Gloria Steinem on the Secret to Never Burning Out During the Fight for Equality
"If we don't have poetry and laughter along the way, we won't have it at the end."
Gloria Steinem has been a tireless champion of women's rights for the past 50 years—her work as a feminist leader and activist has only grown since her days as a co-founder of Ms. magazine. She is one of the century's greatest agents of social change, though it's perhaps more accurate to describe her as an enduring force of nature. In January, Steinem was a co-chair of the Women's March on Washington, which turned into a global protest for women's rights that was millions of people strong. She's also the host and an executive producer for WOMAN, a VICELAND series that documents the ways that women around the world are shaping our future. We caught up with her shortly after the march to reflect on President Trump and her continued fight against injustice.
VICE: Your writing has always gone alongside your activism. How do they play off each other?
Gloria Steinem: I was a writer first. It was the urgency of what I was writing about that made me an activist; I couldn't just write about it. My commitment as a journalist is to make sure that facts are accurate, and it's clear what my experience or opinion is. If I do that, then I've done my job.
You've talked about the power of actually listening to people and breaking bread with them. Do you think the US is more divided as a country?
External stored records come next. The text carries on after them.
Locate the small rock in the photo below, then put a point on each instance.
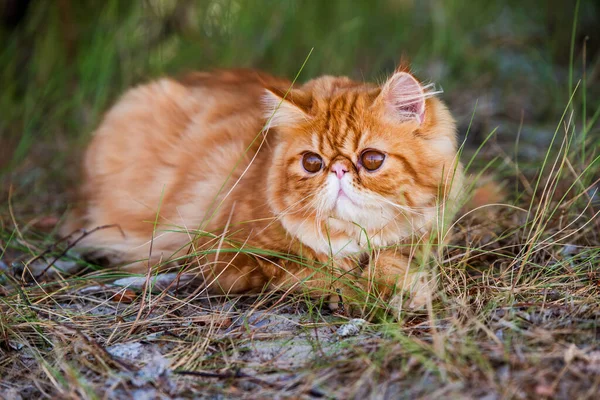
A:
(352, 328)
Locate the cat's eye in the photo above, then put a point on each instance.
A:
(372, 159)
(312, 162)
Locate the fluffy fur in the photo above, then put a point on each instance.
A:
(214, 161)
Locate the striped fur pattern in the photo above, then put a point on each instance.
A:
(221, 154)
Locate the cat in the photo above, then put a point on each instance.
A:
(335, 187)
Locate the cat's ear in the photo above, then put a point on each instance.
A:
(285, 109)
(403, 98)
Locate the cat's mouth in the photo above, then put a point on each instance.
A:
(342, 195)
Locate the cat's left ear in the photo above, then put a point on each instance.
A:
(285, 109)
(403, 98)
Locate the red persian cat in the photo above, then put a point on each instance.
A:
(336, 187)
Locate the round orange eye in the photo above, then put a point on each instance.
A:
(312, 162)
(372, 159)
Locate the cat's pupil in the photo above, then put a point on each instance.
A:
(372, 159)
(312, 162)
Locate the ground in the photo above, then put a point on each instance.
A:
(516, 313)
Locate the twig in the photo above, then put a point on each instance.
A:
(241, 375)
(84, 234)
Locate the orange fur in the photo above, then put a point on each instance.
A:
(192, 155)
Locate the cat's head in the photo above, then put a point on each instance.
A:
(352, 156)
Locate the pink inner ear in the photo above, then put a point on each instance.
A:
(406, 97)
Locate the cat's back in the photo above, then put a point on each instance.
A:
(167, 141)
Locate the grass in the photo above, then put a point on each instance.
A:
(517, 310)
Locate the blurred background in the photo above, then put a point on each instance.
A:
(507, 66)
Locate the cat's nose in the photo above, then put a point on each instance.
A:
(339, 169)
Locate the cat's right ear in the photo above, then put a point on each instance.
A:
(285, 109)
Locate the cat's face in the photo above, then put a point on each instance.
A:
(351, 154)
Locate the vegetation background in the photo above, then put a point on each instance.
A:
(521, 77)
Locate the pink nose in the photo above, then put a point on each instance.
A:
(339, 169)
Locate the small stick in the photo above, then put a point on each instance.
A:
(84, 233)
(240, 375)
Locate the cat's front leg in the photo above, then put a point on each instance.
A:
(391, 280)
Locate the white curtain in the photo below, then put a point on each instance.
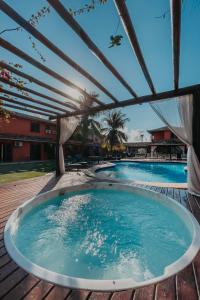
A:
(177, 114)
(67, 127)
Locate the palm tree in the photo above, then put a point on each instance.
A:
(114, 134)
(89, 126)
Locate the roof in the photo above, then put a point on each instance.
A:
(159, 143)
(122, 11)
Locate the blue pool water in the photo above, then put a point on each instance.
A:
(146, 171)
(103, 234)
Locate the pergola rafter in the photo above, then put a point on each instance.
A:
(8, 46)
(38, 112)
(130, 31)
(124, 14)
(28, 90)
(40, 83)
(65, 15)
(49, 112)
(39, 36)
(140, 100)
(176, 33)
(27, 98)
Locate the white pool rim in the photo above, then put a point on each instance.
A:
(93, 173)
(100, 285)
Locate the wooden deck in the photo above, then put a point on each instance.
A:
(16, 284)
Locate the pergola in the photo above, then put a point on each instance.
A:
(52, 110)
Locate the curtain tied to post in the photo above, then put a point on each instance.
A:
(177, 114)
(67, 127)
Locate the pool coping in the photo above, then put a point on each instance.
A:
(100, 285)
(92, 173)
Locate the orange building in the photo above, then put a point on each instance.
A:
(162, 134)
(25, 138)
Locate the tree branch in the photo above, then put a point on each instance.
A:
(11, 29)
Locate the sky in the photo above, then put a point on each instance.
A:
(154, 35)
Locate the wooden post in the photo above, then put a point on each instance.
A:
(196, 123)
(57, 146)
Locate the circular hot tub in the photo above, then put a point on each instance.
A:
(102, 236)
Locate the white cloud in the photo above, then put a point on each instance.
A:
(135, 135)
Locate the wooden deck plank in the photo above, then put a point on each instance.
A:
(100, 296)
(123, 295)
(57, 292)
(4, 260)
(7, 270)
(78, 295)
(40, 291)
(186, 286)
(196, 265)
(17, 284)
(145, 293)
(166, 290)
(11, 281)
(21, 290)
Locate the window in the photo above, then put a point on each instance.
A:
(35, 127)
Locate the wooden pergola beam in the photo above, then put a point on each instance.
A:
(39, 36)
(40, 83)
(140, 100)
(27, 98)
(31, 91)
(28, 110)
(8, 46)
(40, 109)
(176, 33)
(130, 31)
(65, 15)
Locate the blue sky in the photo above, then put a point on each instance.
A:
(154, 35)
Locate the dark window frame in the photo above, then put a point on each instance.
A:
(35, 127)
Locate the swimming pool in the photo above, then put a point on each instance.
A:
(102, 236)
(146, 171)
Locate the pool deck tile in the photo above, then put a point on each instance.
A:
(16, 284)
I think courtesy of the internet and greater travel, we're probably listening to one another more than we've had in the past. In very short order, the US will no longer be a majority-white country. People who were born into a system that told them there was a racial hierarchy and they had a superior place in it have been very upset by Obama's presidency, the changing population, immigration, and are responding in a backlash against all those things.